Graduates of the Bush years, initiates of the Obama era, if you think of a commencement address as a kind of sermon, then every sermon needs its text. Here's the one I've chosen for today, suitably obscure and yet somehow ringing:
The idea that somehow counterterrorism is a homeland security issue doesn't make sense when you recognize the fact that terror around the world doesn't recognize borders. There is no right-hand, left-hand anymore.
That's taken directly from the new national security bible of Obama National Security Adviser (and ex-Marine General) James Jones. He said it last week at a press briefing. The occasion was the integration of a Bush-era creation, the Homeland Security Council--which, if you're like me, you had never heard of until it lost its independence--into the National Security Council, which Jones runs, a move that probably represents yet another consolidation of power inside a historically ever more imperial White House.
After four years in this college, I assume you are students of the word, and like all biblical texts, this one must be interpreted. It must be read. So let's start by thinking of it this way: if we are, in some sense, defined by our enemies, then consider this description of terrorism--even though most acts of terror are undoubtedly committed by locally minded individuals--as something like a shadow thrown on a wall. The looming figure to which the shadow belongs is not, however, Al Qaeda but us. We are, after all, in the war-on-terror business. It's how we've defined ourselves these last years.
If you accept Jones's definition, then you only have to go a modest distance to conclude that we are the other great force on the planet that "doesn't recognize borders." Keep in mind that, right now, we're fighting at least two-and-a-half wars thousands of miles from this sylvan campus, and in your name no less. When it comes to our "national security," as we define it, borders turn out to matter remarkably little in a pinch, as long, of course, as they're other people's borders.
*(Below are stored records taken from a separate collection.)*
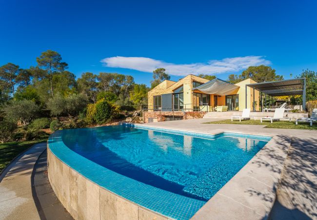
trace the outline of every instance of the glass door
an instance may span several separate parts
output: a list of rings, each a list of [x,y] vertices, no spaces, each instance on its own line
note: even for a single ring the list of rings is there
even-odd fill
[[[184,93],[174,93],[173,96],[174,110],[182,110],[184,109]]]
[[[239,95],[226,95],[226,105],[229,111],[239,110]]]

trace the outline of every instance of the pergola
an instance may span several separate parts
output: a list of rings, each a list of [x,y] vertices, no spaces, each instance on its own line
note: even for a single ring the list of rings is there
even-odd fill
[[[255,90],[260,91],[261,99],[262,93],[265,94],[265,99],[266,100],[266,95],[271,97],[284,95],[301,95],[303,96],[303,110],[305,110],[306,106],[306,78],[298,78],[280,81],[267,82],[265,83],[254,83],[245,85],[245,108],[247,108],[247,87],[253,88],[253,111],[255,111]],[[261,100],[262,109],[262,100]]]

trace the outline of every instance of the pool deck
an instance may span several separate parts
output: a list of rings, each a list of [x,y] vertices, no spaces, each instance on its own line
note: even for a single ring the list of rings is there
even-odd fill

After all, we have established an extensive network of military bases, some gigantic, in Iraq and Afghanistan, and secured the right to treat them essentially as US territory; we have hundreds of such bases, large and small, scattered across the Earth, most not in war zones, a startling number of them built up into impressive "little Americas." It's through them that we garrison much of the planet (something you will almost never see commented upon in the mainstream media, obvious though it may be). Our drone aircraft, flown by remote control from bases in the United States, now regularly patrol distant skies, as if borders did not exist, to smite our foes, whatever any locals might think. Typically, as far as we know, our secret warriors continue to fund, to the tune of hundreds of millions of dollars, a Bush-era project, that also knows no borders, aimed at destabilizing the Iranian government.
The Architecture of Meaning
Instead of simply continuing down this superhighway of borderlessness, let's just consider two sentences buried deep in a recent piece on the inside pages of the New York Times about a roadside explosive device in Iraq that killed three Americans in a vehicle. It's the sort of thing that Americans tend not to find strange in the least. So as an experiment, try, as I read it aloud, to take in the deep strangeness it represents:
The Americans were driving along a road used exclusively by the American military and reconstruction teams when a bomb, which local Iraqi security officials described as an improvised explosive device, went off. No Iraqi vehicles, even those of the army and the police, are allowed to use the road where the attack occurred, according to residents.
Keep in mind that this isn't a restricted road in Langley, Virginia. It's a road outside the Iraqi city of Falluja, where we conducted two massive, city-destroying assaults back in 2004; in other words, the road that "no Iraqi vehicles...are allowed to use" is thousands of miles and many borders away from Washington.
And that's nothing, really. If you want to know something about American "impunity"--a fine nineteenth-century word that should be more widely used today--when it comes to Iraq's borders, get your hands on the text of Order 17. That order was issued by our viceroy in Baghdad, L. Paul Bremer III, back in the salad days of the Bush administration, when that era's neocons thought the world was their oyster (or perhaps their oil well).
Promulgated on the eve of the supposed "return of sovereignty" to Iraq in 2004, Order 17 gave new meaning to the term "Free World." In intent, it was a perpetual American get-out-of-jail-free card. If I were the president of this college, I would assign Order 17 to be read as part of a campus-wide course on magical imperial realism. Here's but one passage I've summarized from that document:
All foreigners (read: Americans) involved in the occupation project were to be granted "freedom of movement without delay throughout Iraq," and neither their vessels, vehicles, nor aircraft were to be "subject to registration, licensing or inspection by the [Iraqi] Government." Nor in traveling would foreign diplomats, soldiers, consultants, or security guards, or any of their vehicles, vessels, or planes be subject to "dues, tolls, or charges, including landing and parking fees," and so on. And don't forget that on imports, including "controlled substances," there were to be no customs fees (or inspections), taxes, or much of anything else; nor was there to be the slightest charge for the use of occupied Iraqi "headquarters, camps, and other premises," nor for the use of electricity, water, or other utilities.